Huaicheng Yan received his B.S. degree in automatic control from Wuhan University of Technology, China, in 2001, and the Ph.D. degree in control theory and control engineering from Huazhong University of Science and Technology, China, in 2007. From 2007 to 2009, he was a Postdoctoral Fellow with the Chinese University of Hong Kong. From June 2011 to August 2011, he was a Research Fellow with the University of Hong Kong. From February 2012 to August 2012, he was a Research Fellow with the City University of Hong Kong. Currently, he is a Professor with the School of Information Science and Engineering, East China University of Science and Technology, Shanghai, China. His research interests include networked control systems, fuzzy systems and multi-agent systems.
Hao Zhang received the B.S. degree in automatic control from Wuhan University of Technology, Wuhan, China, in 2001 and received Ph.D. degree in control theory and control engineering from Huazhong University of Science and Technology Wuhan, China, in 2007. Currently, she is a Professor with the School of Electronic and Information Engineering, Tongji University, Shanghai, China. From December 2011 to December 2013, she was also a Postdoctoral Fellow with the City University of Hong Kong, Kowloon, Hong Kong. Her research interests include complex network, network based control systems, multi-agent systems and switching systems.
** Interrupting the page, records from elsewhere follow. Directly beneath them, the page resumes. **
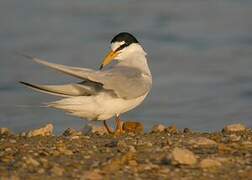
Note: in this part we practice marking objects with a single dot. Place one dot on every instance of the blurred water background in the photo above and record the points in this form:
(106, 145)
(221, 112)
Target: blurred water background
(200, 55)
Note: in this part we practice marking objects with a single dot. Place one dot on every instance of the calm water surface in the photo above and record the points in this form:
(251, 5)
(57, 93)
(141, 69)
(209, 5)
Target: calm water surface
(200, 54)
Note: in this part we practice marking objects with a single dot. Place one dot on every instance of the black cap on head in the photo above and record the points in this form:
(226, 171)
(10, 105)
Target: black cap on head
(126, 37)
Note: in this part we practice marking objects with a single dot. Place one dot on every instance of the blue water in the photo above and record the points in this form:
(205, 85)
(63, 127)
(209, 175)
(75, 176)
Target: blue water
(200, 55)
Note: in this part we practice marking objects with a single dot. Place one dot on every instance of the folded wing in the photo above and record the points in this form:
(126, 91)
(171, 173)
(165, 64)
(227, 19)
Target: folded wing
(67, 90)
(125, 82)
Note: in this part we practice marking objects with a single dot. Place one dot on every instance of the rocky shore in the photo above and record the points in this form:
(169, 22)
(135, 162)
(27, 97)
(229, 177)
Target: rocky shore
(162, 153)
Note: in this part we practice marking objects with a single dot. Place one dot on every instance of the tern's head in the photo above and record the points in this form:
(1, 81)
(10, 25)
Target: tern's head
(122, 46)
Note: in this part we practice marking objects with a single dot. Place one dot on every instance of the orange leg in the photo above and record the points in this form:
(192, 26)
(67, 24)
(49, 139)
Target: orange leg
(107, 127)
(119, 125)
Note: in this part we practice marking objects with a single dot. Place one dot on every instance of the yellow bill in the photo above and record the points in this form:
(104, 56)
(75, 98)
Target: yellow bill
(110, 56)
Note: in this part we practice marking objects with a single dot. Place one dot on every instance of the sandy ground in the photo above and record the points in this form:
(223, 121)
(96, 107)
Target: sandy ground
(163, 153)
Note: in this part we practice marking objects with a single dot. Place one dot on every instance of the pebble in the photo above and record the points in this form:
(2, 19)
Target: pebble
(92, 175)
(234, 138)
(233, 128)
(92, 129)
(158, 128)
(71, 132)
(133, 127)
(47, 130)
(56, 170)
(209, 163)
(183, 156)
(171, 129)
(202, 142)
(5, 131)
(30, 161)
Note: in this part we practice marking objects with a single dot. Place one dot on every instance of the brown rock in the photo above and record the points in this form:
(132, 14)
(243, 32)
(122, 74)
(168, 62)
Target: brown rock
(171, 129)
(71, 132)
(158, 128)
(47, 130)
(133, 127)
(30, 161)
(56, 170)
(202, 142)
(92, 129)
(5, 131)
(183, 156)
(209, 163)
(233, 128)
(92, 175)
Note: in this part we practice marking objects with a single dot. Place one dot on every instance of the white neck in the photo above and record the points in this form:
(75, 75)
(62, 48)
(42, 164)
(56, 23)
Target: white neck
(134, 56)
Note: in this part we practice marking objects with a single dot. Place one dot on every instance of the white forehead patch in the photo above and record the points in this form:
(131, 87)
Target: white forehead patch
(116, 45)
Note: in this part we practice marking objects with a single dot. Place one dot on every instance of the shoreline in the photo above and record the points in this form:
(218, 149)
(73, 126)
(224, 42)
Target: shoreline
(164, 152)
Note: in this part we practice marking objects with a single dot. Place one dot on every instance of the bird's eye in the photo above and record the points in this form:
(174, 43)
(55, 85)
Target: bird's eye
(121, 47)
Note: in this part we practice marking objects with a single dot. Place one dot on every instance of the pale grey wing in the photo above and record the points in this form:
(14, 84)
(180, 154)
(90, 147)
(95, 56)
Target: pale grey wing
(125, 82)
(66, 90)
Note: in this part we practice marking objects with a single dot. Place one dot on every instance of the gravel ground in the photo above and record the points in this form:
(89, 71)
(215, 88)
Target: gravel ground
(163, 153)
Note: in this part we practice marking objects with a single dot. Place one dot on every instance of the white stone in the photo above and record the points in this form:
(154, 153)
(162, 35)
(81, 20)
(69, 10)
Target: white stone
(158, 128)
(47, 130)
(232, 128)
(184, 156)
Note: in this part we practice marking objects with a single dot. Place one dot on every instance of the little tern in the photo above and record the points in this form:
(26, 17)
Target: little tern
(105, 93)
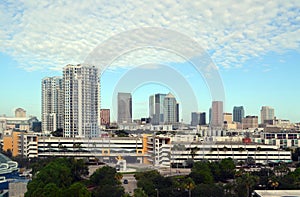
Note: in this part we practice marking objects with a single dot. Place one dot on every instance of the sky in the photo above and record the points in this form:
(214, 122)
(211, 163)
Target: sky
(253, 48)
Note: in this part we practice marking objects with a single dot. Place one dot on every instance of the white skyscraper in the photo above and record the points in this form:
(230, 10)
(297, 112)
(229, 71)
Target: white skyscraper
(266, 113)
(82, 100)
(52, 104)
(217, 114)
(124, 107)
(171, 108)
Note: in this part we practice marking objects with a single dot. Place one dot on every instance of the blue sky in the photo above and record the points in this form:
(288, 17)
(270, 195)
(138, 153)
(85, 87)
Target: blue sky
(254, 45)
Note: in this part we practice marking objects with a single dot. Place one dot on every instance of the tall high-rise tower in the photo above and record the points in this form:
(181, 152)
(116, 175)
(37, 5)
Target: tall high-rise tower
(82, 103)
(52, 104)
(124, 107)
(171, 109)
(266, 113)
(238, 113)
(156, 108)
(217, 114)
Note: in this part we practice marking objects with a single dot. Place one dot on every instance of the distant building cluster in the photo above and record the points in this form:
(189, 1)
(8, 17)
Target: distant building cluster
(72, 119)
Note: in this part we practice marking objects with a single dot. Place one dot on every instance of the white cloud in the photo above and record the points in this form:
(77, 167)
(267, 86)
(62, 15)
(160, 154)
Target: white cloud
(50, 35)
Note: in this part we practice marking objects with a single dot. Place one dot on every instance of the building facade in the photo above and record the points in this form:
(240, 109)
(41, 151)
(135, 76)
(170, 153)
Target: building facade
(266, 113)
(81, 101)
(217, 114)
(238, 114)
(105, 117)
(52, 104)
(171, 108)
(20, 113)
(250, 122)
(227, 118)
(124, 107)
(156, 108)
(198, 118)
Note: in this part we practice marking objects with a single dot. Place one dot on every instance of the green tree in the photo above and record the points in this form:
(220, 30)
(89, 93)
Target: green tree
(139, 192)
(227, 169)
(201, 173)
(246, 181)
(208, 190)
(77, 190)
(106, 181)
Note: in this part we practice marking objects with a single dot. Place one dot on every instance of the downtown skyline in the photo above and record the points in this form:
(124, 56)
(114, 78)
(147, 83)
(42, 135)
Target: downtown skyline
(254, 45)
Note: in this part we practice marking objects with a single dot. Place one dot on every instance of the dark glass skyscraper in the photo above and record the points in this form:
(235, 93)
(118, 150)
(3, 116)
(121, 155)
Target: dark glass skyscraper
(156, 108)
(238, 113)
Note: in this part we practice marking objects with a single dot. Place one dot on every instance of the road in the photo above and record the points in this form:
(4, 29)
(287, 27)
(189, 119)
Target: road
(129, 188)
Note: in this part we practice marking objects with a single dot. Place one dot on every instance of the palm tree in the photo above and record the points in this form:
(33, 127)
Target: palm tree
(194, 152)
(189, 185)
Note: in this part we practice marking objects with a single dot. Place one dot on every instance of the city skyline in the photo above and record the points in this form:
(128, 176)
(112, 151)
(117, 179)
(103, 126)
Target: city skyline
(254, 45)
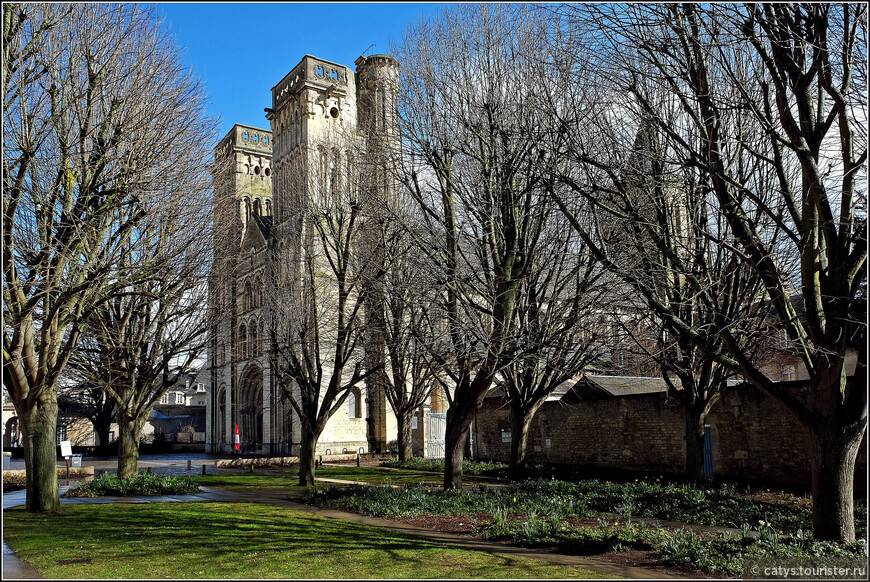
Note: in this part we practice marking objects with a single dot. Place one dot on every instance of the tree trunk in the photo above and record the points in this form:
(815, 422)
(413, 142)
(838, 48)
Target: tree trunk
(103, 436)
(454, 450)
(520, 423)
(306, 457)
(403, 426)
(39, 432)
(128, 446)
(695, 421)
(833, 453)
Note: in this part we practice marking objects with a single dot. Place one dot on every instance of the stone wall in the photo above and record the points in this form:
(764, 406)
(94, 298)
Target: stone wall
(753, 437)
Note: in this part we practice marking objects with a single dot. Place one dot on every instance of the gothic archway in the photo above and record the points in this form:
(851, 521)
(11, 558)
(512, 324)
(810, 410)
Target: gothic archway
(221, 420)
(11, 436)
(251, 409)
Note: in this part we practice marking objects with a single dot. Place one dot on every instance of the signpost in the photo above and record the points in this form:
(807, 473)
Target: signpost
(66, 453)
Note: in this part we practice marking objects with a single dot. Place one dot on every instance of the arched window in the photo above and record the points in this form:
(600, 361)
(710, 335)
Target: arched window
(249, 296)
(255, 343)
(243, 342)
(221, 420)
(354, 405)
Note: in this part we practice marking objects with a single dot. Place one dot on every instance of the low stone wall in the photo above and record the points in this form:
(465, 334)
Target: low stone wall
(20, 475)
(753, 436)
(278, 461)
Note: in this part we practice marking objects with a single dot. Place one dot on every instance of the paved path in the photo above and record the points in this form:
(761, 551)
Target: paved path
(15, 568)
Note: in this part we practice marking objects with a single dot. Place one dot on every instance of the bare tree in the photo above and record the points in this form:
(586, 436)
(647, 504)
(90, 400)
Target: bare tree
(89, 401)
(555, 310)
(776, 90)
(317, 327)
(471, 124)
(94, 97)
(140, 343)
(410, 326)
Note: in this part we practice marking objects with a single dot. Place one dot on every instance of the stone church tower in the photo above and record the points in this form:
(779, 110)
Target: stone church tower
(326, 120)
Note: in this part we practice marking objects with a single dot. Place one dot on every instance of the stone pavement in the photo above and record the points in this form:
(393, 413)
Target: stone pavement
(15, 568)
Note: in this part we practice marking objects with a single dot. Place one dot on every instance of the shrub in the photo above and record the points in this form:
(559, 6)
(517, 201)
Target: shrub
(488, 468)
(143, 484)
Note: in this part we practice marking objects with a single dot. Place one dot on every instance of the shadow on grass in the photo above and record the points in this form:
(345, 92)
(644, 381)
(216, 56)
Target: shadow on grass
(239, 540)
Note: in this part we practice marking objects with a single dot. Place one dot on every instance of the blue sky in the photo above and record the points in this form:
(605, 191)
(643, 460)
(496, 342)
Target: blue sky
(241, 50)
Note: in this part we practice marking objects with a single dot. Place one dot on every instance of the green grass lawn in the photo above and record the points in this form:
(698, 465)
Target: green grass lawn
(242, 540)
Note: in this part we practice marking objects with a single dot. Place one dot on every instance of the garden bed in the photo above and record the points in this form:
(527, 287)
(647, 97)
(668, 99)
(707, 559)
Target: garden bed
(719, 531)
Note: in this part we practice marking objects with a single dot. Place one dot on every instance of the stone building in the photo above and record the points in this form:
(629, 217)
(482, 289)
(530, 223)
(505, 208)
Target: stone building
(325, 119)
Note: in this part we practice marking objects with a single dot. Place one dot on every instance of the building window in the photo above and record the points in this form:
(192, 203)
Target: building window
(255, 343)
(619, 358)
(354, 406)
(249, 296)
(243, 342)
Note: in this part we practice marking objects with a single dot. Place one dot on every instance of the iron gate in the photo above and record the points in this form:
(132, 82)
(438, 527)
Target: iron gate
(437, 423)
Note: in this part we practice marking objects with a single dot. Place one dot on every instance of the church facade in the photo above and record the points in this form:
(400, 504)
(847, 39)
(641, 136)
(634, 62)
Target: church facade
(323, 118)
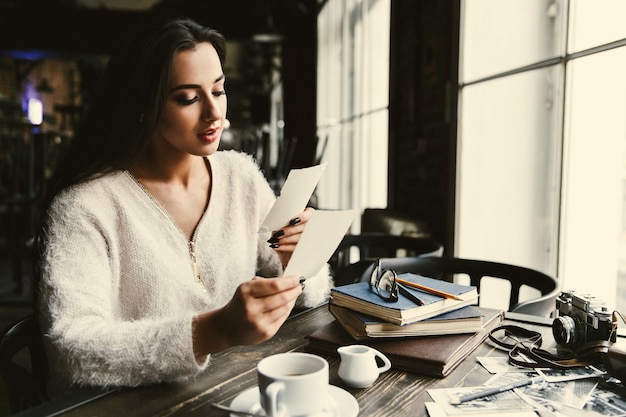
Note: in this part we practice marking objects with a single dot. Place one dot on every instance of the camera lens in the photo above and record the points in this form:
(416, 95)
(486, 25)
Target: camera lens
(564, 330)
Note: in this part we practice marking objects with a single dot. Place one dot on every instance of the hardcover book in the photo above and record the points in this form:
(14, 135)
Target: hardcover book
(362, 327)
(362, 298)
(430, 355)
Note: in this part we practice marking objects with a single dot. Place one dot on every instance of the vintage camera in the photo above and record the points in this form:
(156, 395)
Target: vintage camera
(581, 318)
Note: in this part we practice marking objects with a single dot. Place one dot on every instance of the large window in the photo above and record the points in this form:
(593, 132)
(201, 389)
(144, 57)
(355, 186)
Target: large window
(353, 101)
(542, 139)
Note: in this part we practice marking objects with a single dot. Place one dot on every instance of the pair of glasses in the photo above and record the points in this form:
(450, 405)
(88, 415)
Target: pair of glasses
(385, 283)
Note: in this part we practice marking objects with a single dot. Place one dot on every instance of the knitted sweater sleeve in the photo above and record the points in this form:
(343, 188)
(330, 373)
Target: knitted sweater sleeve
(88, 342)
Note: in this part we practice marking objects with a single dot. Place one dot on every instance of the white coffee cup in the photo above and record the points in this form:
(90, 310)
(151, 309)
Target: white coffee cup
(293, 384)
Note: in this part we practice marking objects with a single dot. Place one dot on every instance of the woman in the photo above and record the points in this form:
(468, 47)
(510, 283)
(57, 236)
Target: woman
(150, 245)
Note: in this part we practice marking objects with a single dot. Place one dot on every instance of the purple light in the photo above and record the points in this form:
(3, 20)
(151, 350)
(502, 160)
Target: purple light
(35, 111)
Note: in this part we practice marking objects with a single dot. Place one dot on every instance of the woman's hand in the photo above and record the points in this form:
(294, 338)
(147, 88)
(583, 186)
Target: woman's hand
(254, 314)
(284, 241)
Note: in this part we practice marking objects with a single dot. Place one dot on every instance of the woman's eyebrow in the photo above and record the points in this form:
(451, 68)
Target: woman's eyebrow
(195, 86)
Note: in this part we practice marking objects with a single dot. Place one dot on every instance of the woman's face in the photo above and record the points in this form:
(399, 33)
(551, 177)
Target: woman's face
(194, 113)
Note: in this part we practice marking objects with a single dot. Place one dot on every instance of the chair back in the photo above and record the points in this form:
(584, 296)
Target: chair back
(348, 268)
(518, 277)
(22, 364)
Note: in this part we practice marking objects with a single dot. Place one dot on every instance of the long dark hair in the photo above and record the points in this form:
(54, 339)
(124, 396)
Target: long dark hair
(116, 127)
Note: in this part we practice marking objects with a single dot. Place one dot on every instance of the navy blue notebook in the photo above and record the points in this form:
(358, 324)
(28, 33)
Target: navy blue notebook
(361, 298)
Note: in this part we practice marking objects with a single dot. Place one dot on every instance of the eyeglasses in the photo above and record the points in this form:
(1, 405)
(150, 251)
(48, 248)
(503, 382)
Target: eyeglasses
(384, 282)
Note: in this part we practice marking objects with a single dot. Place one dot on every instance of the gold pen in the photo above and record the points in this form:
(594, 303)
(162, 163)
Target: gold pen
(428, 289)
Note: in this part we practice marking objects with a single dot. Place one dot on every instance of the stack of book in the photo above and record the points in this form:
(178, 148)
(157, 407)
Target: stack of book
(430, 337)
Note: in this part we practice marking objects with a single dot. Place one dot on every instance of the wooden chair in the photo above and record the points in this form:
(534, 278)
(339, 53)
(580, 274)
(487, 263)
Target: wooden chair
(347, 268)
(22, 364)
(477, 271)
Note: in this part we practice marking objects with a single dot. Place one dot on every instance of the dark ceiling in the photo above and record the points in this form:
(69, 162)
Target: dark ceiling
(62, 26)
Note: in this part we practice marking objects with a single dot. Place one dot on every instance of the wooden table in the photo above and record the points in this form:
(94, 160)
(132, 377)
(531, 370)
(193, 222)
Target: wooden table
(395, 393)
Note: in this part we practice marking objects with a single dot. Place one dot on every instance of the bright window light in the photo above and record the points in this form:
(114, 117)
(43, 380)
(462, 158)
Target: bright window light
(35, 111)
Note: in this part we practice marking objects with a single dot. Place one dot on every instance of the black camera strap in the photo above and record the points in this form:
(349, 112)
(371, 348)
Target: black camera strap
(525, 349)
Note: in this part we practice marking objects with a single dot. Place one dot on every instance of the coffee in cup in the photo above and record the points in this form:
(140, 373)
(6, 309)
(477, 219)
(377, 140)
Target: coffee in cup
(293, 384)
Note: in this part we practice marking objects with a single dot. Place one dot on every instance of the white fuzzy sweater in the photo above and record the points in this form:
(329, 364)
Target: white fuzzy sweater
(118, 289)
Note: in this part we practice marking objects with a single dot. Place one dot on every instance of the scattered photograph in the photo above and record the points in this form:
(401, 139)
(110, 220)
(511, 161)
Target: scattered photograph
(571, 393)
(498, 404)
(506, 378)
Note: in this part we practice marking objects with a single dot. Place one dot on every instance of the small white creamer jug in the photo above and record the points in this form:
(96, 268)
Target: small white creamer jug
(358, 367)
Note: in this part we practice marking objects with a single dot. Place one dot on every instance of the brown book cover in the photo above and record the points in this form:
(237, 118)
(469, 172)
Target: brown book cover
(429, 355)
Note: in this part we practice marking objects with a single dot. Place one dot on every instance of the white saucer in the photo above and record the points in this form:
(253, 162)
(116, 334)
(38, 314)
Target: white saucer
(347, 405)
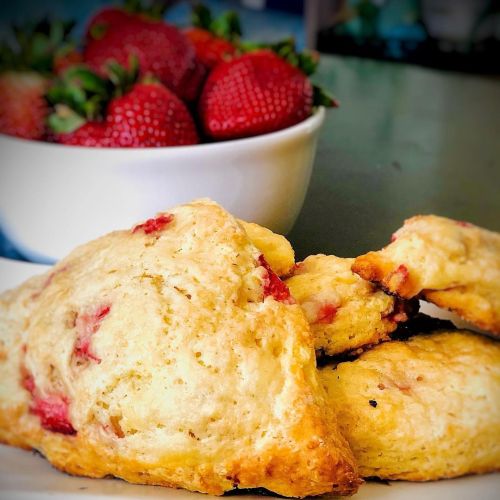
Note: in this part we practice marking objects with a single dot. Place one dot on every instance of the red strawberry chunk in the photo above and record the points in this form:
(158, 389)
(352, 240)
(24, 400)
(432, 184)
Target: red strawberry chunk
(27, 381)
(154, 225)
(53, 412)
(398, 315)
(398, 277)
(87, 324)
(326, 314)
(273, 286)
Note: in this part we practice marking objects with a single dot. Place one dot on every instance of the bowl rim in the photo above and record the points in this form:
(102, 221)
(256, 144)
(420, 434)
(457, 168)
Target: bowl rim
(310, 124)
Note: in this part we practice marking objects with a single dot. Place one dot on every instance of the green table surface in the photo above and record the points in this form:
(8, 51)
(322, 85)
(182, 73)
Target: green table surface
(406, 140)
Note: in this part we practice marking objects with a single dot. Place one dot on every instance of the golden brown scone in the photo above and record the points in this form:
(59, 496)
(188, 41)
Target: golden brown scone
(345, 311)
(277, 249)
(422, 409)
(171, 354)
(453, 264)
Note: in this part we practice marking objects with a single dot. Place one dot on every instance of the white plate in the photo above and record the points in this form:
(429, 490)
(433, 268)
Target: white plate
(24, 475)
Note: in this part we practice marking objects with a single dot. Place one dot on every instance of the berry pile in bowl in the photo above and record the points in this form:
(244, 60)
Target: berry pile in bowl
(138, 81)
(142, 114)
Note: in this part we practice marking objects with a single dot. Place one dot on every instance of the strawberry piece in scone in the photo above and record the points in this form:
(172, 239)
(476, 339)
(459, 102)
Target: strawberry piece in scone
(345, 312)
(273, 286)
(453, 264)
(154, 225)
(87, 324)
(52, 409)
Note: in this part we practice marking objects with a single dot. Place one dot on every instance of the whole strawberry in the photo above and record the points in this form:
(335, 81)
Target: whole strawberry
(23, 109)
(149, 115)
(256, 93)
(120, 112)
(161, 49)
(214, 40)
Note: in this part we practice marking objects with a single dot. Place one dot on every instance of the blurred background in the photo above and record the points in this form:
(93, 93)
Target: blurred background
(417, 129)
(461, 35)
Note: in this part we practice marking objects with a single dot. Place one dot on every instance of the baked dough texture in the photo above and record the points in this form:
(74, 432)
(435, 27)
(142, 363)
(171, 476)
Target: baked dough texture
(422, 409)
(453, 264)
(345, 311)
(277, 249)
(170, 354)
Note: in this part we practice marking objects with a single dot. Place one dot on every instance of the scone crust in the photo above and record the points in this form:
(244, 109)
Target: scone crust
(453, 264)
(275, 247)
(192, 377)
(423, 409)
(360, 314)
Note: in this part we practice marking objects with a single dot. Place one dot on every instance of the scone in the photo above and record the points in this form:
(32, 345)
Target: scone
(171, 354)
(422, 409)
(277, 249)
(345, 311)
(453, 264)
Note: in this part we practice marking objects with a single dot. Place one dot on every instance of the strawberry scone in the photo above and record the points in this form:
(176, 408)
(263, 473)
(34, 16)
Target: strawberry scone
(170, 354)
(345, 311)
(276, 248)
(451, 263)
(421, 409)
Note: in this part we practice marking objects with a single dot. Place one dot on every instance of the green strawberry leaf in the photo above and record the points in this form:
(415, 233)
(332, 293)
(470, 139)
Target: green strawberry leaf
(154, 9)
(307, 61)
(123, 78)
(64, 120)
(82, 91)
(34, 45)
(201, 17)
(227, 26)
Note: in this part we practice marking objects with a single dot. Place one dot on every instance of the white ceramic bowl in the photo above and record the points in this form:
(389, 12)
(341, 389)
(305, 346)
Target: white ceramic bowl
(54, 197)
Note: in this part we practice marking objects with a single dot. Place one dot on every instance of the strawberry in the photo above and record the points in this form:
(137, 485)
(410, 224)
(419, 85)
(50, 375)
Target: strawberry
(92, 134)
(109, 18)
(264, 90)
(214, 40)
(162, 51)
(254, 94)
(150, 116)
(23, 108)
(91, 111)
(210, 49)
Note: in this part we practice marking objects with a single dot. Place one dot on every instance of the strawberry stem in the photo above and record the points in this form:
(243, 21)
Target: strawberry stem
(35, 46)
(226, 26)
(306, 61)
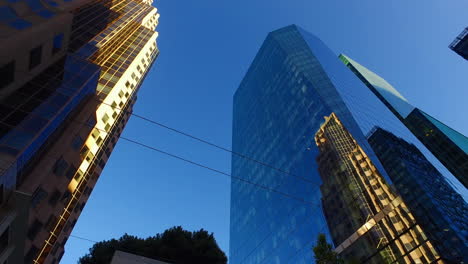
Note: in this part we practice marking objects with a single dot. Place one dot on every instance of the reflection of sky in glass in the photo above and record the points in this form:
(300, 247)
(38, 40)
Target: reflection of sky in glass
(456, 137)
(279, 106)
(367, 109)
(393, 97)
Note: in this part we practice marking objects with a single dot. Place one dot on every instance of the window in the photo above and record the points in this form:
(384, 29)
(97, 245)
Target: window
(60, 167)
(31, 254)
(51, 222)
(1, 194)
(77, 142)
(54, 197)
(35, 57)
(105, 118)
(4, 240)
(70, 172)
(38, 196)
(34, 229)
(7, 74)
(84, 151)
(57, 43)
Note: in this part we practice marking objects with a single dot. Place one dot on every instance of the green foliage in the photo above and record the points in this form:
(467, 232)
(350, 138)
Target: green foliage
(323, 252)
(175, 245)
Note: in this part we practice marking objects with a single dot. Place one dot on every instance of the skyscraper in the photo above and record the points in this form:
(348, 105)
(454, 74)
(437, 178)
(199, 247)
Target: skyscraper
(460, 44)
(70, 74)
(447, 144)
(294, 82)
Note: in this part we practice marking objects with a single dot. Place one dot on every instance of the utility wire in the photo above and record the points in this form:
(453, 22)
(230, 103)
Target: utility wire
(126, 250)
(261, 186)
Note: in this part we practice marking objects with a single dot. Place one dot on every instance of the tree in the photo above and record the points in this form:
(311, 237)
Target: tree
(324, 253)
(174, 245)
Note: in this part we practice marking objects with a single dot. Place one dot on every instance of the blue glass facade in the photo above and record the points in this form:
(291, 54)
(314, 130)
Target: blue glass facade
(439, 210)
(448, 145)
(294, 81)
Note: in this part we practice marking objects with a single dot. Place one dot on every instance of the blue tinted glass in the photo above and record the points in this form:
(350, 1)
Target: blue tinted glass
(7, 14)
(293, 82)
(35, 5)
(455, 136)
(17, 139)
(52, 3)
(58, 39)
(46, 13)
(20, 24)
Fuwen Yang received the Ph.D. degree in control engineering from Huazhong University of Science and Technology, China, in 1990. He is currently an Associate Professor with Griffith School of Engineering at Griffith University, Australia. He was a Research Fellow with Brunel University and King׳s College London, UK, a Professor with Fuzhou University and East China University of Science and Technology, China, and an Associate Professor with Central Queensland University, Australia. He had also held Visiting Professor positions with the University of Manchester, UK, and the University of Hong Kong, China. He is an Associate Editor on the IEEE CSS Conference Editorial Board and a Senior Member of IEEE. He has published more than 200 journal and conference papers. His main research interests include networked control systems, distributed filtering and sensing, reliable fault detection and diagnosis, distributed control and filtering for smart girds, and solar PV power generation systems.